Gifted Issues Discussion homepage Forums Twice Exceptional Developmental Coordination Disorder/ Dyspraxia

My son has recently been diagnosed with Ehlers Danlos. He is very similar to your son - has many of the same issues, particularly the motor issues. School was becoming a horrible place for him. Without a dx and accommodations, etc., he literally starting having a breakdown (resulted in an anxiety disorder Dx). It is actually such a relief to have the Ehlers Danlos Dx and I feel so much stronger with the school now. I also now undertsand a lot of symptoms that my son has that I never knew were part of the the condition (poor heat regulation (my son is always hot), trouble falling asleep, dental cavities, vision issues, etc).

Now, I have a report from a top genetist telling the school that handwriting accommodations, such as a scribe, computers, extra time, rest, etc. are "medically necessary;" and, no, you will not build his stamina forcing him to write and, no, he will not out-grow it. And, no, he is not fine just because he isn't your worst student at writing in the class. It took a lot of fighting with the school to get my son's accomodation (this board helped and supported me immensely)... Let me tell you how much more solicitous they are now with a top doctor (and lawyer) behind me. And a REAL PHYSICAL condition that the school can not dismiss or argue around. I can shut them down in second now. My son is thriving now.

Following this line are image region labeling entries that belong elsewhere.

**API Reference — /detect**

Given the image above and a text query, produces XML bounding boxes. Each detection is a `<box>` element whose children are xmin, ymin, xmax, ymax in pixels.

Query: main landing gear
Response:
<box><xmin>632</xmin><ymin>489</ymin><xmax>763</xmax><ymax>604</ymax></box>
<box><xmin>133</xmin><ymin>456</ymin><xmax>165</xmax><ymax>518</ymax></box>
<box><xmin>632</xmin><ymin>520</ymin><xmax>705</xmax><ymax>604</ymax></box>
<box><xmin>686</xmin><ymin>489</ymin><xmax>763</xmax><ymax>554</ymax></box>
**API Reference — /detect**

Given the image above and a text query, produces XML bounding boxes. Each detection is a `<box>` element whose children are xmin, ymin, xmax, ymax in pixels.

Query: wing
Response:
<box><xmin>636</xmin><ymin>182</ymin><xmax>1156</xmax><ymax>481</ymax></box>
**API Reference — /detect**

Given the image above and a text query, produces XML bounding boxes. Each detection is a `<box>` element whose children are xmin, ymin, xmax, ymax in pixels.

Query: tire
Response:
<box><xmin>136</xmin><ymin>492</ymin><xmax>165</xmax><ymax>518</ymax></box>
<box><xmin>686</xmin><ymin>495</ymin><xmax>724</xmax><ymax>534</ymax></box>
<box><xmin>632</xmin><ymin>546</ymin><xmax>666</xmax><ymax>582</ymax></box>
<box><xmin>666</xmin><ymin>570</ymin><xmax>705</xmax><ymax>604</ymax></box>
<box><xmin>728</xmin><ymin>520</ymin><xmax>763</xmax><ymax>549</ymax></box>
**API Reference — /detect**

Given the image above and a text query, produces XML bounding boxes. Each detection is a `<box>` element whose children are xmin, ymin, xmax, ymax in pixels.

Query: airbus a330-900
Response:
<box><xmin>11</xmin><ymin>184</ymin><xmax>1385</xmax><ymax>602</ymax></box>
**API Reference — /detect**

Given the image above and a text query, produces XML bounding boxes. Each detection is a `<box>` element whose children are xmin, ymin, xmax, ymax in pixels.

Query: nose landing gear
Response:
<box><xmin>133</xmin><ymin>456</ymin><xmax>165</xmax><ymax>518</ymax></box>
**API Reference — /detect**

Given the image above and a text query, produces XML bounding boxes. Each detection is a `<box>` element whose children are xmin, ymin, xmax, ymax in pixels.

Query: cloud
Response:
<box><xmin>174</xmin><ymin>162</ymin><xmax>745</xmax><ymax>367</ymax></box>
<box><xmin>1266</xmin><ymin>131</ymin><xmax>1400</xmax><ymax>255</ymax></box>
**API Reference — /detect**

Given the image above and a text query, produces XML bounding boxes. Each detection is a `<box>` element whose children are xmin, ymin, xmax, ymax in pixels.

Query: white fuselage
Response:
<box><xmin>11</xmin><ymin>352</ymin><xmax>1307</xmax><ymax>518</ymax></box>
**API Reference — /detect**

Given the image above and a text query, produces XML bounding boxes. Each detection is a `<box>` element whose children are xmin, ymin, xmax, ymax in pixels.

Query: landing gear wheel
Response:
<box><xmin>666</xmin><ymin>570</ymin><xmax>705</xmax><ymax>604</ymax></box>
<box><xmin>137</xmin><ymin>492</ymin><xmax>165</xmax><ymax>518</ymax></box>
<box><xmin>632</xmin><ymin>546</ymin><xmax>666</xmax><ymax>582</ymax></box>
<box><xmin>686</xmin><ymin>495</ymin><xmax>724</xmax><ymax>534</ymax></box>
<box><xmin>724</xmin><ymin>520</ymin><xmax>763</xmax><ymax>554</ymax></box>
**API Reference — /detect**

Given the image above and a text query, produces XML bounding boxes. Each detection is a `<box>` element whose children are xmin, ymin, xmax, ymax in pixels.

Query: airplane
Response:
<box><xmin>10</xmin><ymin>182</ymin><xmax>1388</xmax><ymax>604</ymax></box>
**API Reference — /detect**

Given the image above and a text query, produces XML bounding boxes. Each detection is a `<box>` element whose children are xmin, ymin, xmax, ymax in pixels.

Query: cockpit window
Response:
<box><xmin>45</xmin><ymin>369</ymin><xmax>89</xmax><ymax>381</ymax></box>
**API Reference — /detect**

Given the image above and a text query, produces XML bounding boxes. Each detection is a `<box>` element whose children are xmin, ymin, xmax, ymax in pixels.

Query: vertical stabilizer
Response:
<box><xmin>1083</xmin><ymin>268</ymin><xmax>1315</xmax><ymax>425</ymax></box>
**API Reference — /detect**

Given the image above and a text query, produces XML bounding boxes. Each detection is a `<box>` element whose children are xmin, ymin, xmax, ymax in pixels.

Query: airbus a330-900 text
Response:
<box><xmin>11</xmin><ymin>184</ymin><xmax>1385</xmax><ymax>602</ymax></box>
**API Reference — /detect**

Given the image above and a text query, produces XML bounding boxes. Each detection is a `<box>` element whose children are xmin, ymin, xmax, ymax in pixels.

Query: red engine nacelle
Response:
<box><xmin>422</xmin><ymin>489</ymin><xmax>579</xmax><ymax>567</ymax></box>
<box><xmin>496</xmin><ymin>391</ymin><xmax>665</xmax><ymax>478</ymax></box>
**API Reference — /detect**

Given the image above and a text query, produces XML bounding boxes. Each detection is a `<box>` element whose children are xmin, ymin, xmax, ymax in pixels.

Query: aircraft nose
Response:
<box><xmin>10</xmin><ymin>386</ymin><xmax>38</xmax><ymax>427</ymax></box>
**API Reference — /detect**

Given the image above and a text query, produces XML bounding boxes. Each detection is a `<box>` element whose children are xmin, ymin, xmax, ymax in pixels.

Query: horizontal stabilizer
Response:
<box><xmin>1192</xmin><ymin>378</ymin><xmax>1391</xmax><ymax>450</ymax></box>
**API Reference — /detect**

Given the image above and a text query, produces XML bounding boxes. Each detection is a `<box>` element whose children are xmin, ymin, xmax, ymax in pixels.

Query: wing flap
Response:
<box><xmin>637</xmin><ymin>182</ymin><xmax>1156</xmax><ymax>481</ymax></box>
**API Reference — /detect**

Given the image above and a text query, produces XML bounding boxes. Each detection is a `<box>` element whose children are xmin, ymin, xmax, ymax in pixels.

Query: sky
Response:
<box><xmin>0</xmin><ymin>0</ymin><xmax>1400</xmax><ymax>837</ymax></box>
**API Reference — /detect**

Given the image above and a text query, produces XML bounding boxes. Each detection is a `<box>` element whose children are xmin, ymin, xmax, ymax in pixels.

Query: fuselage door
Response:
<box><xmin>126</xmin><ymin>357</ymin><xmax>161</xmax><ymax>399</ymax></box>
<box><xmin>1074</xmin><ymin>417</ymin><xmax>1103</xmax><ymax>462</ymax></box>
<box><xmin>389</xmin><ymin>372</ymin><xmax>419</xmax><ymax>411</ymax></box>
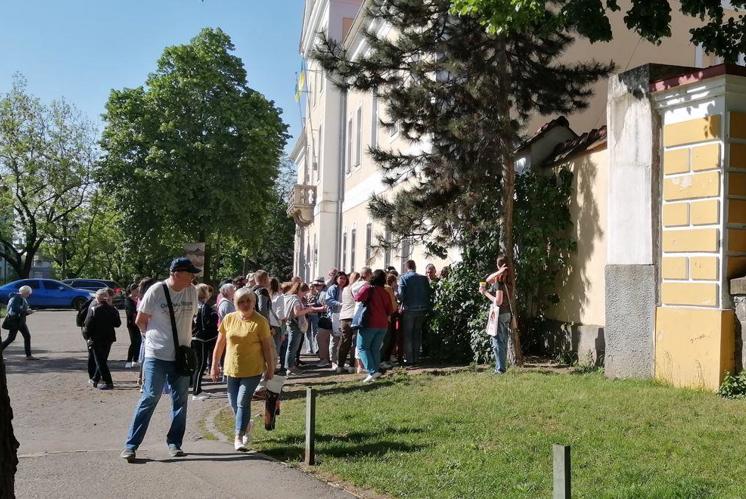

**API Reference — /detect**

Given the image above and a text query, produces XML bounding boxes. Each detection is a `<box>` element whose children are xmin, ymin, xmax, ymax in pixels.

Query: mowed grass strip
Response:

I pursued testing him for the condition of EDS/connective tissue disorder based primarily on the information I got here - particularly from Lori H. It was recommended that my DS see a connective tissue specialist to me sort of off-handly by a doc I took him to in an attempt to get to the bottom of his hypotonia. But, the doctor recommending didn't seem to think it was a big issue and, like you, I didn't think his hypermobility was severe enough. When I posted about here Lori H told me the story of her son at my son's age. It was eerily similar. I made the appoitnment that day with the connective tissue disorders clinic. (But we had an over two month waiting time). My son has a mild form of it, he has the hypermobile type and I didn't think his hypermobility was all that severe (probably b/c I have it and never thought much of it; and, also, it is not nearly anything close to what you see on the internet). Nonetheless, he has it and it REALLY affects his fingers and wrist and hands. Like your son, his fine motor and motor-visual integration are deplorable. Anyway, it does sound like your son has it. I urge you to pursue testing and looking into it. Do not be dismissed or putt-off as it is not okay or normal for your son to be struggling the way he is. There is help! And you can MAKE the school help and accommodate. Can he click his joints? My son clicks his joints and lately I have found him "banging" (with his fist) certain joints back into place (ankles and knees). I never saw him do that before this month. I just noticed the banging recently and asked him about it - he said his symptoms come and go ...He goes through good periods/phases and less than good. he said he used-to occassionally have to bang his ankles on a chair or desk to get them back into place but his knees just recently started bothering him.

The genetist said DCD/Dyspraxia is very often co-morbid with Ehlers Danlos.